Política

PF adia depoimento de Valdemar Costa Neto em investigação sobre emendas

Investigação apura suspeitas de que servidores da Câmara dos Deputados teriam atuado em um esquema para direcionar emendas conforme interesses atribuídos ao presidente de partido

Por Sputnik Brasil 03/08/2026 16h04
PF adia depoimento de Valdemar Costa Neto em investigação sobre emendas
Investigação apura suspeitas de que servidores da Câmara dos Deputados teriam atuado em um esquema - Foto: © Foto / Twitter / Reprodução

A Polícia Federal (PF) adiou o depoimento do presidente nacional do PL, Valdemar Costa Neto, previsto para esta segunda-feira (3), no âmbito do inquérito que investiga supostas irregularidades na destinação de emendas parlamentares. O cancelamento ocorreu após solicitação da defesa, e uma nova data ainda não foi definida.

A investigação apura suspeitas de que servidores da Câmara dos Deputados teriam atuado em um esquema para direcionar emendas conforme interesses atribuídos ao presidente do partido. Segundo a PF, pelo menos 21 emendas, totalizando R$ 119,2 milhões, teriam sido indicadas de forma irregular.

Com base nas apurações, o ministro do Supremo Tribunal Federal (STF), Flávio Dino, determinou em julho a suspensão das emendas sob investigação e o bloqueio de bens de Valdemar até o valor correspondente aos recursos suspeitos.

O inquérito também atinge o ex-presidente da Câmara, Eduardo Cunha (Republicanos-MG). De acordo com a PF, Cunha teria indicado emendas sem competência legal, já que está sem mandato desde 2016, quando foi cassado, e não se elegeu nas eleições de 2022, obtendo pouco mais de cinco mil votos em São Paulo.
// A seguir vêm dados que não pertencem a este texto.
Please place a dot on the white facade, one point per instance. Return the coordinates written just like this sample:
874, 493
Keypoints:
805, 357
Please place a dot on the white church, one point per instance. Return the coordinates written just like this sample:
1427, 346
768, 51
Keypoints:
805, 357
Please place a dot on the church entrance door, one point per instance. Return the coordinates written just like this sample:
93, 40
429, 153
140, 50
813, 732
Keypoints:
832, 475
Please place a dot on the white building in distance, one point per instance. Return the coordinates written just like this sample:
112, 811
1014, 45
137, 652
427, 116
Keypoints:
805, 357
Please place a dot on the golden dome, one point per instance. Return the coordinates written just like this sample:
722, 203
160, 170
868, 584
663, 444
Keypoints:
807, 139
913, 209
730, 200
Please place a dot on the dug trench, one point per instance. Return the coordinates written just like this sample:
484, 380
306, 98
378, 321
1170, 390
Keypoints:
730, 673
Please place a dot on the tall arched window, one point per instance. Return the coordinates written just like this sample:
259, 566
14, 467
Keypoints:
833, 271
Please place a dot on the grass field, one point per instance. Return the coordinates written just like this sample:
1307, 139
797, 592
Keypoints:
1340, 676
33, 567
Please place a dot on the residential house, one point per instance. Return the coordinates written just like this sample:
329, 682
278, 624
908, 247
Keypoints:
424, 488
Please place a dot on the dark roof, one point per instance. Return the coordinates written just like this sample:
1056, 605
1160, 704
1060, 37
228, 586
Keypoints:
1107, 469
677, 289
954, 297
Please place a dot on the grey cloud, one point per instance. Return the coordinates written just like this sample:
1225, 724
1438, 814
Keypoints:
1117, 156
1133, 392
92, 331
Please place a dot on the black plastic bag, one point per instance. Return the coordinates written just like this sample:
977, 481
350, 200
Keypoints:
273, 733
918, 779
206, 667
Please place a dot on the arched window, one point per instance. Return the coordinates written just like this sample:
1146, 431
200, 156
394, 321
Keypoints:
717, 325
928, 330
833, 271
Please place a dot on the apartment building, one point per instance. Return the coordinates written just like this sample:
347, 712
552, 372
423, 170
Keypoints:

Defesa argumenta ausência de poder jurídico

No final de julho, a defesa de Valdemar apresentou manifestação ao STF, afirmando que o presidente do PL não possui poder jurídico para indicar emendas parlamentares. Segundo os advogados, o dirigente apenas apresenta sugestões políticas a deputados e senadores do partido, que podem aceitá-las, modificá-las ou rejeitá-las.

A defesa também sustenta que não existe a figura jurídica de "emenda do presidente do partido" e que a decisão final sobre a indicação dos recursos cabe às bancadas, lideranças e comissões do Congresso.

A manifestação foi enviada após o ministro Flávio Dino determinar que presidentes de todos os partidos com representação no Congresso esclarecessem ao STF se participam da definição, gestão, distribuição ou operacionalização de emendas parlamentares.

A decisão do ministro foi motivada por uma entrevista em que Valdemar afirmou que presidentes de partidos costumam participar da definição das prioridades para a distribuição de emendas.

Na ocasião, Valdemar argumentou que as direções partidárias possuem uma visão nacional das necessidades das legendas, enquanto deputados tendem a concentrar suas indicações nas demandas de suas bases eleitorais.